I think we have all felt the impact that the various restrictions by local governments have had on our ability to love and feel loved. The physical distance means we haven't been able to hug our friends and family members as much as we might like, often for many months on end. The physical and psychological toll should not be underestimated. Social isolation and feelings of loneliness can have serious mental health implications, caused by the psychological stress that loneliness creates. However, just because we are physically isolated does not mean that we remain socially isolated. The advent of technology has provided us with a rare gift to be able to check-in with one another, no matter where we are in the world.
A couple of weeks ago, the UK's Prime Minister announced a further four-week lockdown, whereby non essential shops would close and social mixing between households would again be prohibited. That announcement occurred just over one week before my wife was due to celebrate a major birthday milestone. I had originally anticipated taking her to one of her favourite restaurants and arranging to meet up with her friends, in line with the lesser restrictions that had been in place. Suddenly, none of that was possible.
Not one to be easily deterred, I went about contacting as many of her family and friends as I could, to record video messages for her. The idea being, that I would surprise her on her birthday with an outpouring of love from those who couldn't be there in person to celebrate with her. The video compilation took on a life of its own and, with my creative juices flowing, the final cut was more than 30 minutes long, complete with a tear jerking soundtrack, as well as many happy memories. I incorporated messages from people around the whole world, from Canada and the US to Australia and Hong Kong.
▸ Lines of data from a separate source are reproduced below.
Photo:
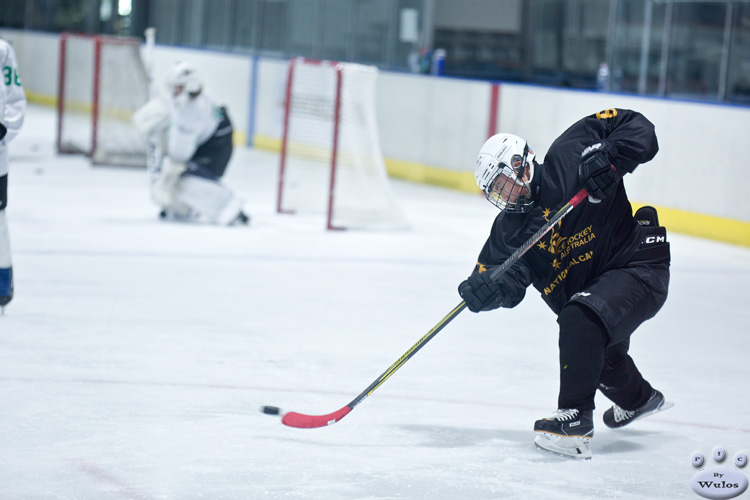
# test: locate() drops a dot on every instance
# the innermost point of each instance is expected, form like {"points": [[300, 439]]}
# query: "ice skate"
{"points": [[567, 432], [6, 288], [617, 417]]}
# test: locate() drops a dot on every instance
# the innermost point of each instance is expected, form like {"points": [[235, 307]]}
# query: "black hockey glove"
{"points": [[596, 172], [481, 293]]}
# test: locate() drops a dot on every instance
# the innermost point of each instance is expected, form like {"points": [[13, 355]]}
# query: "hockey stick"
{"points": [[302, 421]]}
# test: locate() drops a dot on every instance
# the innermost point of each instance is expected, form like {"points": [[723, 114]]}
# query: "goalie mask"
{"points": [[505, 167], [183, 83]]}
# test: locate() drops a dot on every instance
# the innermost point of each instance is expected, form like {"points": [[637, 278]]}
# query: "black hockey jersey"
{"points": [[595, 237]]}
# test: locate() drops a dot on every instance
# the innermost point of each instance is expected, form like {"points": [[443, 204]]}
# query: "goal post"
{"points": [[102, 81], [331, 161]]}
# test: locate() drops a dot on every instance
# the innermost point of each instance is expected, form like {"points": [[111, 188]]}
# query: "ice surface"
{"points": [[136, 354]]}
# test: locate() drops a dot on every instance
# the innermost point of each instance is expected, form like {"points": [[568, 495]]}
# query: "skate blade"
{"points": [[665, 406], [569, 447]]}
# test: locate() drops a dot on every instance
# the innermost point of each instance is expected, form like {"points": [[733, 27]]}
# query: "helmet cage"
{"points": [[507, 189]]}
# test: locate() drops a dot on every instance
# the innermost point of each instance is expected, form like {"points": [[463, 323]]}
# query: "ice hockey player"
{"points": [[196, 135], [602, 270], [12, 111]]}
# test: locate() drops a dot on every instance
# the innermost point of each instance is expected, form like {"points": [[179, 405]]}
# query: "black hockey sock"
{"points": [[582, 346], [621, 381]]}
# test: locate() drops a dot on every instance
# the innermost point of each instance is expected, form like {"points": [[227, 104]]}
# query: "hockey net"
{"points": [[102, 82], [331, 161]]}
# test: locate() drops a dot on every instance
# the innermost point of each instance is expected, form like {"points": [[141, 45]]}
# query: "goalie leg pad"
{"points": [[210, 200], [164, 188]]}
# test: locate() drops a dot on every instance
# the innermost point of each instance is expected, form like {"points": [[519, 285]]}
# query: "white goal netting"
{"points": [[102, 82], [331, 161]]}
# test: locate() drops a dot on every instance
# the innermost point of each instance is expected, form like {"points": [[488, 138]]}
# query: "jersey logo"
{"points": [[607, 113]]}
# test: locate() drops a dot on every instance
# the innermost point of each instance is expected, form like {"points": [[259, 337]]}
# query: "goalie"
{"points": [[197, 136]]}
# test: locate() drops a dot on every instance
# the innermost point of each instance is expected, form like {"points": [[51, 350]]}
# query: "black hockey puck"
{"points": [[270, 410]]}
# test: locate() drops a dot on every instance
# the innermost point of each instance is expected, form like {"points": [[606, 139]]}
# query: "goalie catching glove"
{"points": [[482, 293], [596, 172]]}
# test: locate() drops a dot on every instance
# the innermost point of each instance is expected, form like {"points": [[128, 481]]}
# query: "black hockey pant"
{"points": [[211, 158], [595, 330]]}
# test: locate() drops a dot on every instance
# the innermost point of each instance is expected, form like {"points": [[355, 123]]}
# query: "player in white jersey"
{"points": [[12, 110], [196, 134]]}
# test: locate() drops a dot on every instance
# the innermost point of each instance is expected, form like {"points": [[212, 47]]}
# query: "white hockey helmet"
{"points": [[182, 82], [505, 168]]}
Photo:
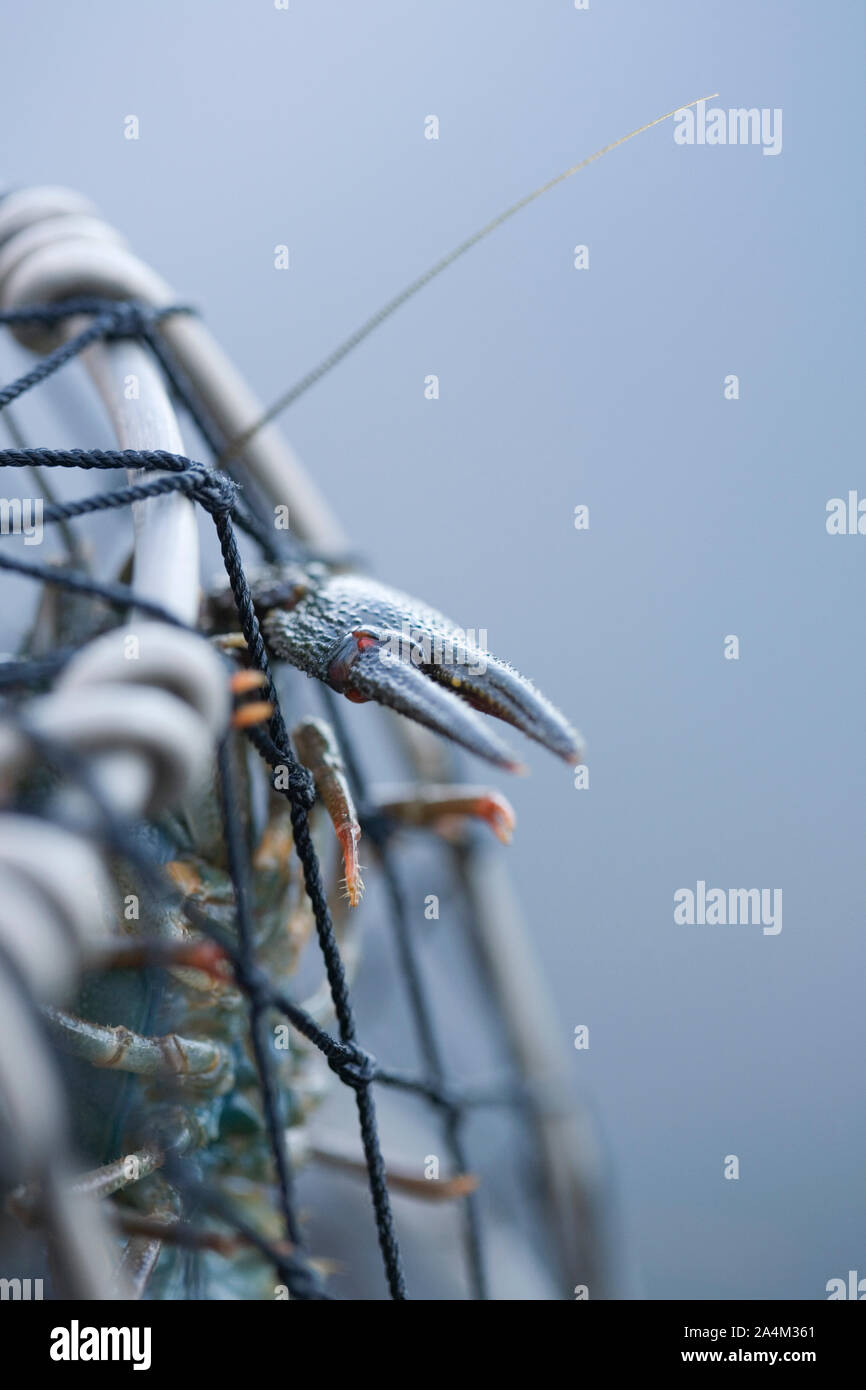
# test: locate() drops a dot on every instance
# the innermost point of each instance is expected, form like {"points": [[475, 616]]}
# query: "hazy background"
{"points": [[602, 387]]}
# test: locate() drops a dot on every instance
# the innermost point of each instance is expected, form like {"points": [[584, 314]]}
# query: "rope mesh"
{"points": [[218, 495]]}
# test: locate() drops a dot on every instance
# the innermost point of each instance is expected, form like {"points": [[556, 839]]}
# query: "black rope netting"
{"points": [[220, 495]]}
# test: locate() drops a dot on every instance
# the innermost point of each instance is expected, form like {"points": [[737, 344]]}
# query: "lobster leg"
{"points": [[428, 806], [196, 1062]]}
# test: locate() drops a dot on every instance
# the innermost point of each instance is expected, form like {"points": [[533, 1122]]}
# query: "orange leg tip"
{"points": [[257, 712], [246, 680]]}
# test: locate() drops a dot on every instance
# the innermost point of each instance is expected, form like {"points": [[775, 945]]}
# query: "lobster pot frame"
{"points": [[167, 858]]}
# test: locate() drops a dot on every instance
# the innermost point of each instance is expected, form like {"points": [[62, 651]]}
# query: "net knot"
{"points": [[214, 491], [355, 1066]]}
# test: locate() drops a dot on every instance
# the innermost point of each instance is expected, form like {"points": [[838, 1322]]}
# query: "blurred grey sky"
{"points": [[602, 387]]}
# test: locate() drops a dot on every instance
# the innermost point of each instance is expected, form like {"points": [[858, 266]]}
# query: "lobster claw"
{"points": [[371, 642]]}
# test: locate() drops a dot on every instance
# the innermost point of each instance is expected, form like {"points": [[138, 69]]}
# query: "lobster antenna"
{"points": [[409, 291]]}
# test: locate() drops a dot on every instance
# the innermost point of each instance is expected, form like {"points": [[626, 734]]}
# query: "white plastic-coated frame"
{"points": [[149, 730], [53, 245]]}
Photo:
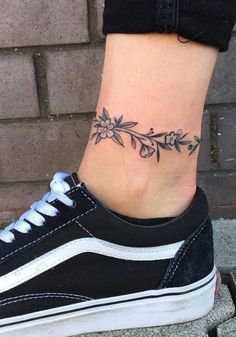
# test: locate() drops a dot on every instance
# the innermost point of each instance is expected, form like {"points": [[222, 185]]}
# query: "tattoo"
{"points": [[149, 144]]}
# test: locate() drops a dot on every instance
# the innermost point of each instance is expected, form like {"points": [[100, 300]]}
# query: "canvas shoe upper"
{"points": [[70, 266]]}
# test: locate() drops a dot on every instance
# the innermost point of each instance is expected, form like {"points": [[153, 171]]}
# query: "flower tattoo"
{"points": [[149, 144]]}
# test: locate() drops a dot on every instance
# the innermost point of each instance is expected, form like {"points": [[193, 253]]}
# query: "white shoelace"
{"points": [[58, 189]]}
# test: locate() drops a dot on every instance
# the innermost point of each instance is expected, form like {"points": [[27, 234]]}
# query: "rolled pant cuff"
{"points": [[208, 21]]}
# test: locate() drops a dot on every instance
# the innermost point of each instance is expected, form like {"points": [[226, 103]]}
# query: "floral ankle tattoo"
{"points": [[149, 144]]}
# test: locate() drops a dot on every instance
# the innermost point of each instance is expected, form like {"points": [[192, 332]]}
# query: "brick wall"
{"points": [[51, 55]]}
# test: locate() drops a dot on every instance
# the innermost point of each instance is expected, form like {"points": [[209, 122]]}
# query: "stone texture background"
{"points": [[51, 55]]}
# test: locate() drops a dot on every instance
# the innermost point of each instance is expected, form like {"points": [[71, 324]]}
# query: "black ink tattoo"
{"points": [[150, 143]]}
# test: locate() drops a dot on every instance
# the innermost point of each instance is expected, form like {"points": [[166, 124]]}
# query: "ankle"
{"points": [[143, 198]]}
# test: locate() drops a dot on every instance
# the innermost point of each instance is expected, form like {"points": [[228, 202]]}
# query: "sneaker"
{"points": [[71, 266]]}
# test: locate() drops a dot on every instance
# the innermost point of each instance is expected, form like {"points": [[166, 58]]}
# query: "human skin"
{"points": [[158, 82]]}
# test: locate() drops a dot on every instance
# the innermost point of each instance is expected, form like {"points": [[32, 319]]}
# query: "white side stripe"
{"points": [[80, 246]]}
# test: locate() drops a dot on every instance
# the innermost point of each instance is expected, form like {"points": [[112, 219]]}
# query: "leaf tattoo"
{"points": [[149, 143]]}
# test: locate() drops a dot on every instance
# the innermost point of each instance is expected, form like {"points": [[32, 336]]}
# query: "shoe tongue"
{"points": [[72, 180]]}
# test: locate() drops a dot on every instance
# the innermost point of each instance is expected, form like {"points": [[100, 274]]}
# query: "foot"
{"points": [[71, 266]]}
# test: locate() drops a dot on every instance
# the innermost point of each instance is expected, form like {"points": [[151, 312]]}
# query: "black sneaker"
{"points": [[71, 266]]}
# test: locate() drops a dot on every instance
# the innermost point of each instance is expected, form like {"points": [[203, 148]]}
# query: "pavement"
{"points": [[221, 321]]}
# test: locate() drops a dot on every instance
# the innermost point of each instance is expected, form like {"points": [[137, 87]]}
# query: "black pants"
{"points": [[206, 21]]}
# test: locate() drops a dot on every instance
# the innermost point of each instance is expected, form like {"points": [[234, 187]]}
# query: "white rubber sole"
{"points": [[145, 309]]}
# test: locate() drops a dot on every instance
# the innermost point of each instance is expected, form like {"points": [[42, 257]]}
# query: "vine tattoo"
{"points": [[149, 144]]}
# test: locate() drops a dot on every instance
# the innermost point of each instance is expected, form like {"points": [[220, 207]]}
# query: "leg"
{"points": [[71, 266], [160, 83]]}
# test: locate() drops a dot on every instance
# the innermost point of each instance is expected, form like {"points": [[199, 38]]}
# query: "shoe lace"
{"points": [[42, 207]]}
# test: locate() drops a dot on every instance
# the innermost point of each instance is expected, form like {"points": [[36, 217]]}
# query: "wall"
{"points": [[51, 56]]}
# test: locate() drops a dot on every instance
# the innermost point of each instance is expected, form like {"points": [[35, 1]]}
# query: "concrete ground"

The best bit was that I had managed to keep the whole thing a secret until the moment my wife started watching it - she was blown away. She explained afterwards that it had felt as if everyone had literally been there showering her with love. It was one of the best birthdays she had ever experienced and not one she was likely to forget in a hurry. While it may have taken me the best part of 20 hours to compile all the messages together, chase some of the stragglers, and edit it all together, it enabled me to forge closer bonds with her friends and family in the process. Plus she then had the pleasure of messaging everyone to say thank you for their beautiful messages, spreading love even further.
While there remain lots of hurdles to us being physically connected, we shouldn't let that stop us from staying socially connected. Our ability to offer kindness and forge connections are everywhere. Offering up a smile (rather than a scowl) when someone accidentally walks into us, can create a positive ripple that has the potential to touch many more people. Our emotions are contagious. Would it not be better to spread a stress reducing smile than an anger inducing scowl, knowing that you will positively affect their day and the days of those people that they later interact with. Similarly, it will leave you feeling good. We know that acts of kindness have a hugely positive effect on the giver, reducing stress and promoting positive mental health and wellbeing.
If you're looking to bolster those warm fuzzy feelings inside of you or perhaps looking for some inspiration as to what you can do to spread more love this winter, why not check-out John Lewis' latest Christmas advert. Invariably, the research is clear, if we wish to be happy and fulfilled: all we need is love.